Industrial groups in South Africa have voiced their commitment to an equitable transition, while calling for increased carbon prices to be pushed back to after 2035.
- The Energy Council of South Africa and its peers have voiced their objection to an increase in carbon prices prior to 2035.
- They argue that higher carbon prices would detract from their budgets for investing in emissions reduction efforts.
- Increases in domestic carbon prices may not be suitable for developing economies that already face significant challenges in delivering a just transition.
The Energy Council of South Africa, alongside various groups such as the South African Petroleum Industry Association (SAPIA) and Energy Intensive Users Group (EIUG), called for “improvements” to the proposed changes.
The changes come in the proposed Taxation Laws Amendment Bill (TLAB).
A note from Cliffe Dekker Hofmeyr said amendments would increase carbon prices to reach $20 per tonne by 2026. They would then rise $2.5 per year to 2029. In 2030, it aims to reach a $30 carbon rate.
The first phase of the carbon tax started in June 2019 and will end in December 2022. The initial price was 120 rand ($6.9) per tonne of CO2 equivalent.
The proposed increases have found little favour from the Energy Council and its peers.
“Business cannot afford the proposed tax rates and simultaneously mobilise the capital needed to mitigate greenhouse gas emissions and grow or invest in new low carbon products and services,” the statement said. Increased prices coupled with a removal of tax free allowances “will result in very high costs within a short timeframe”.

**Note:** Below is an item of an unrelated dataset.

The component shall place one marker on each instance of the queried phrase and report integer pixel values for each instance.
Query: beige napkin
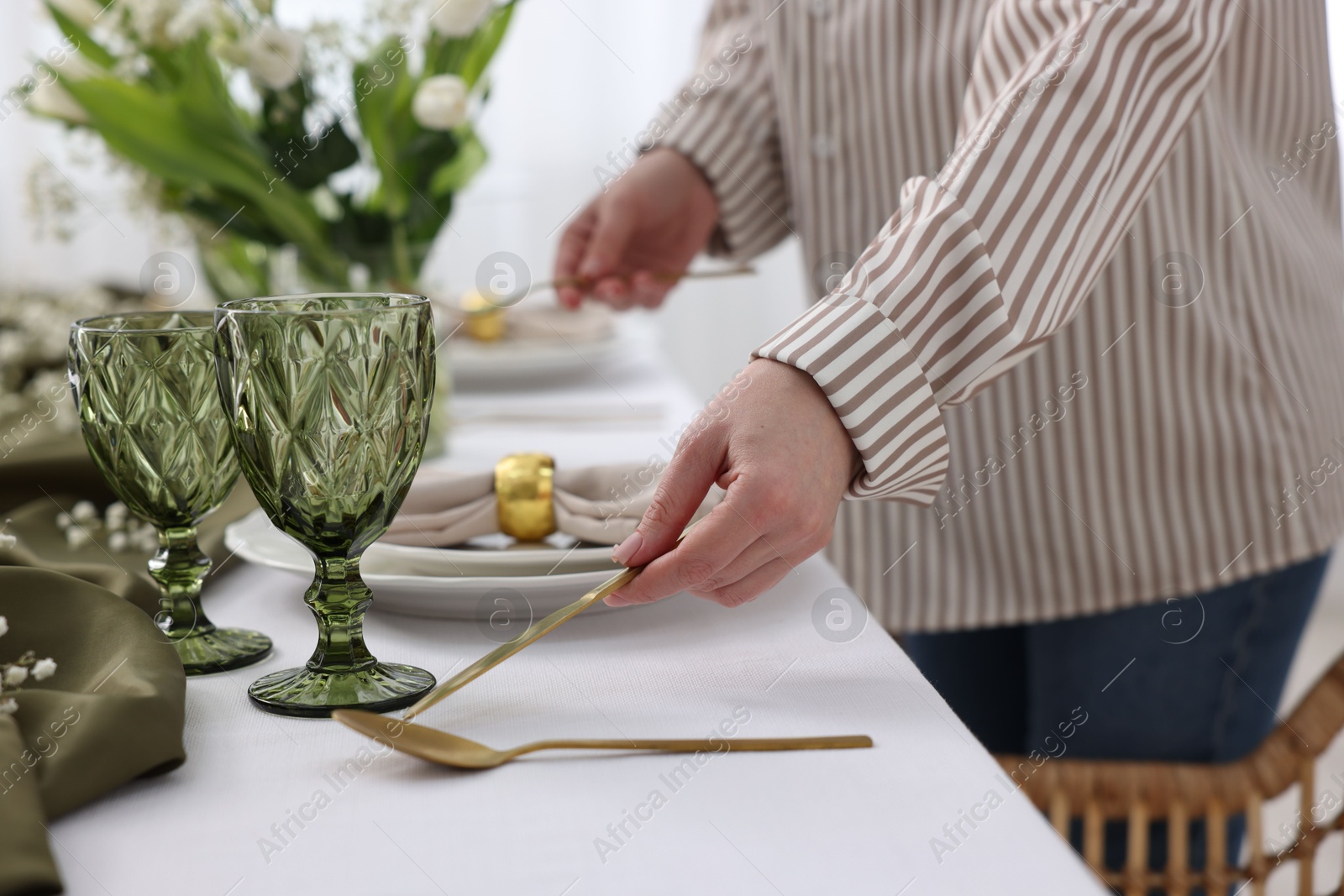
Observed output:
(598, 504)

Instead, the higher carbon price should “only be considered post-2035”.
Easing the transition
The group affirmed their support for carbon pricing and the government’s commitments to decarbonise. The pace of change, though, needs to be “aligned to a developing economy”. In particular, the statement highlighted challenges in South Africa around low economic growth, energy security and high unemployment.
Domestic carbon pricing will protect South Africa from border tax adjustments, a topic of increased discussion among a number of interests, such as the European Union.
The carbon tax should continue to rise as it has done, that is at CPI +2% until 2030, the group said.
The statement also called for government support to ease the transition. In other countries this has been made available, but it is not under the TLAB.
Power consumers are also at increased risk under the proposed carbon reporting. Passing these costs on from Eskom on will cost more than 24 billion rand ($1.4bn) from January 2023 to March 2025. This will place a “huge burden onto electricity consumers”.
The aim of the objections, the group of business organisations said, was to “avoid just transition impacts earlier than planned and to avoid unintended and adverse consequences to an already fragile economy”.
The Sasol squeeze
Sasol boss Fleetwood Grobler warned in its recent climate change report that the proposed carbon taxes were “challenging”. The company paid 758 million rand ($43.62mn) in carbon taxes for its 2021 emissions.
A price of $30 per tonne, Sasol has said, would cost the company $1.2bn.
Rapid hikes, it said, “will hinder our transition rather than accelerate it”. Sasol is a member of the Energy Council of South Africa, alongside Central Energy Fund (CEF), Eskom, Exxaro, Industrial Development Corporation and TotalEnergies South Africa.
Sasol’s Secunda coal-to-liquids (CTL) plant is the single largest source of CO2 emissions in the world.
NGO Just Share has said Sasol is holding South Africa’s government to ransom in its opposition to the carbon tax.
“If the government allows Sasol to strongarm it into continuous delays to a meaningful tax, the company will continue to take advantage of this to delay operational changes,” Just Share said.